My problem is I am training my FeedForward NN to predict how long it takes to train from one to another station. It has two hidden layers (128 and 64) and using TANH. First what doesnt make sense for me is why my model predict better on validating dataset. And at one point, loss starts oscillating.
I chcecked my data and they are different, no duplicates. Maybe it is because data are very similar like, same routes, same train types and thats the reason for this bahavior?
I am USING DL4J. And validation dataset is 10% of training set. And my dataset contains more than 130 000 rows (for this particular example). Edit: Here are values I am plotting.
for (int i = 0; i < nEpochs; i++) {
trainingSetIterator.reset();
model.fit(trainingSetIterator);
System.out.println(i + ": " + model.evaluateRegression(validationIterator).averagerootMeanSquaredError() + " || "
+ model.evaluateRegression(trainingSetIterator).averagerootMeanSquaredError());
validationValues[i] = model.evaluateRegression(validationIterator).averagerootMeanSquaredError();
trainValues[i] = model.evaluateRegression(trainingSetIterator).averagerootMeanSquaredError();
}
PlotRMSE plot = new PlotRMSE(trainValues, validationValues);
And here is my Config for neural net:
MultiLayerConfiguration conf = new NeuralNetConfiguration.Builder()
.seed(seed)
.optimizationAlgo(OptimizationAlgorithm.STOCHASTIC_GRADIENT_DESCENT)//pridane
.weightInit(WeightInit.XAVIER)
.dropOut(0.6)
.updater(new Adam(learningRate))
.list()
.layer(new DenseLayer.Builder().nIn(numInputs).nOut(numHiddenNodes1)
.activation(Activation.TANH).build())
.layer(new DenseLayer.Builder().nIn(numHiddenNodes1).nOut(numHiddenNodes2)

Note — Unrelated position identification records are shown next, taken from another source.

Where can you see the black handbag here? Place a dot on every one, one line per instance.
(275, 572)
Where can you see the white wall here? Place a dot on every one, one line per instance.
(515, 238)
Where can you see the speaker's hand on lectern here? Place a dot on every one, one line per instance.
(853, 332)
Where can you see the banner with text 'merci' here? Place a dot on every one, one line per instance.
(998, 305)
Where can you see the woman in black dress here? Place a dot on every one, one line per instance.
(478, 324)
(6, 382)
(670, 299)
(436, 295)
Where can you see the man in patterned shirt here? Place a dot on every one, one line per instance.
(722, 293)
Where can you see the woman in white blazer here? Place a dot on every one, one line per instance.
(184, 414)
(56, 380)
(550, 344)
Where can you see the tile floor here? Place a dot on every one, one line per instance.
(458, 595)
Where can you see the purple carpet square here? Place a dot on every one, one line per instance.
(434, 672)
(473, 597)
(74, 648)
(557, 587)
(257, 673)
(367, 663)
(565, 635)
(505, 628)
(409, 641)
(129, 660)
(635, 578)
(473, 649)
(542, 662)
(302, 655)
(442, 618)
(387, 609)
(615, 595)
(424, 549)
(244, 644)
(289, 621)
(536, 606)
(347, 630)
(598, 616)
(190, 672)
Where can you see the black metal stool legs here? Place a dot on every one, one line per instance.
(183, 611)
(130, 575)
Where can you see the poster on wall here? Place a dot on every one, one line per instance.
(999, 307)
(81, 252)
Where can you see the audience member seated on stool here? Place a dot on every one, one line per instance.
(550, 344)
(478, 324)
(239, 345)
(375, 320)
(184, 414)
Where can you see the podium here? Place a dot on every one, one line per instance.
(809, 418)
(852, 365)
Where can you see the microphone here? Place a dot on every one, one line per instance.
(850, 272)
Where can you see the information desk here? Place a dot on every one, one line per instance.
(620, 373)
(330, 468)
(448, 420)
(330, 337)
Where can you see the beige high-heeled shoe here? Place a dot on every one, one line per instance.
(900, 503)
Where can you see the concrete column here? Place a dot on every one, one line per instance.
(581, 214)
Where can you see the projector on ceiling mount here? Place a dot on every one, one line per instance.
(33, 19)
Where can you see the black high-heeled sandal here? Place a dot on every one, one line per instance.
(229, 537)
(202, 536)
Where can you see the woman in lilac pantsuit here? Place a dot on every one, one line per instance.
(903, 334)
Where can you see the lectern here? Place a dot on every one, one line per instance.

.activation(Activation.TANH).build())
.layer(new DenseLayer.Builder().nIn(numHiddenNodes2).nOut(numHiddenNodes2)
.activation(Activation.TANH).build())
.layer(new OutputLayer.Builder(LossFunctions.LossFunction.MSE)
.activation(Activation.IDENTITY)
.nIn(numHiddenNodes2).nOut(numOutputs).build()).backpropType(BackpropType.Standard)
.build();